Law Land: Germany as a Legal Super Power

Russell A. Miller
Washington and Lee School of Law
Russell Miller teaches and researches in the fields of constitutional law, international law, comparative law theory and methods, and German law and legal culture. He is the author or editor of several books on international law, constitutional law, comparative law theory and methods, and German law and legal culture, including: Constitutional Places – Landmarks on the Road to German Democracy (Kunth 2025); An Introduction to German Law and Legal Culture (CUP 2024); Privacy and Power: A Transatlantic Dialogue in the Shadow of the NSA-Affair (CUP 2017); The Constitutional Jurisprudence of the Federal Republic of Germany (Duke 2012); Progress in International Law (Brill 2008); and Transboundary Harm in International Law: Lessons from the Trail Smelter Arbitration (CUP 2006). His articles and commentary have appeared in respected journals and in the international media. Miller is a two-time Fulbright Senior Research Fellow. In 2021 he was awarded a Humboldt Research Prize in recognition of his research on German law and his contributions to transatlantic understanding. Miller is the co-founder of the German Law Journal and the Berlin-based Rule of Law Academy. From 2020-2022, Miller served as the head of the Max Planck Law Network, a consortium of ten world-class research institutes involving more than twenty research directors and more than 400 PhD candidates, post-doctoral reserachers, and guest researchers. He has been a regular visiting fellow at universities and research institutes in Germany, including the Max Planck Institute for Public International Law (Heidelberg), the Konrad Adenauer Foundation, the University of Münster, and the University of Freiburg. He served as a law clerk at the German Federal Constitutional Court and for Judge Robert H. Whaley of the U.S. District Court for the Eastern District of Washington. Miller has degrees from Washington State University (BA 1991), Duke University (MA and JD 1994) and the University of Frankfurt (2002). He was a DAAD/AGI Research Fellow in 2015.
German-American Issues 17
Germany has increasingly found itself in a leadership role in the twenty-first century. On challenges ranging from Russian aggression in Ukraine, to the European economic crisis, to the turmoil and resulting refugees from the Middle East, it is Germany who has been in the driver’s seat. This role was nearly unthinkable seventy years ago.
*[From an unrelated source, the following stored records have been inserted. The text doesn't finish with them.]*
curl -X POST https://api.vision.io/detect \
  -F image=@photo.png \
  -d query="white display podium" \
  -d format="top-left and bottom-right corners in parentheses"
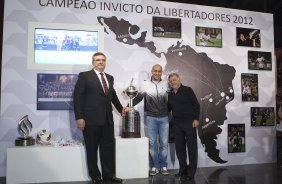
top-left (6, 146), bottom-right (90, 184)
top-left (6, 137), bottom-right (149, 184)
top-left (116, 137), bottom-right (149, 179)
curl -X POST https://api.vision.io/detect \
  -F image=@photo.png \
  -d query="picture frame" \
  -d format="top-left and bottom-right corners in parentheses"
top-left (236, 27), bottom-right (261, 48)
top-left (152, 17), bottom-right (181, 38)
top-left (228, 124), bottom-right (246, 153)
top-left (250, 107), bottom-right (275, 127)
top-left (27, 22), bottom-right (104, 71)
top-left (241, 73), bottom-right (259, 102)
top-left (248, 50), bottom-right (272, 71)
top-left (195, 26), bottom-right (222, 48)
top-left (37, 73), bottom-right (78, 110)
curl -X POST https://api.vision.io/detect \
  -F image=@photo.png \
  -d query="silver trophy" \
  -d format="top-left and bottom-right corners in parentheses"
top-left (15, 115), bottom-right (35, 146)
top-left (121, 79), bottom-right (141, 138)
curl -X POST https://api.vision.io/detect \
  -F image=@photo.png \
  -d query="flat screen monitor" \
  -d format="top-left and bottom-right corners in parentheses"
top-left (28, 22), bottom-right (104, 70)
The German approach to these and other twenty-first century challenges is underpinned by a legal outlook that is deeply rooted in civil law and a tendency to depict issues through “a formalistically legal lens.” This outlook has at times put Germany at odds with its partners, but it has allowed Germany to assume a position of strength and legitimacy on the world stage.
This volume of AGI’s German-American Issues series discusses the evolution of the German legal system and its use in various contexts, including economic and security. It portrays Germany’s legal foundation as a particular strength that has allowed the country to gain soft power in international affairs.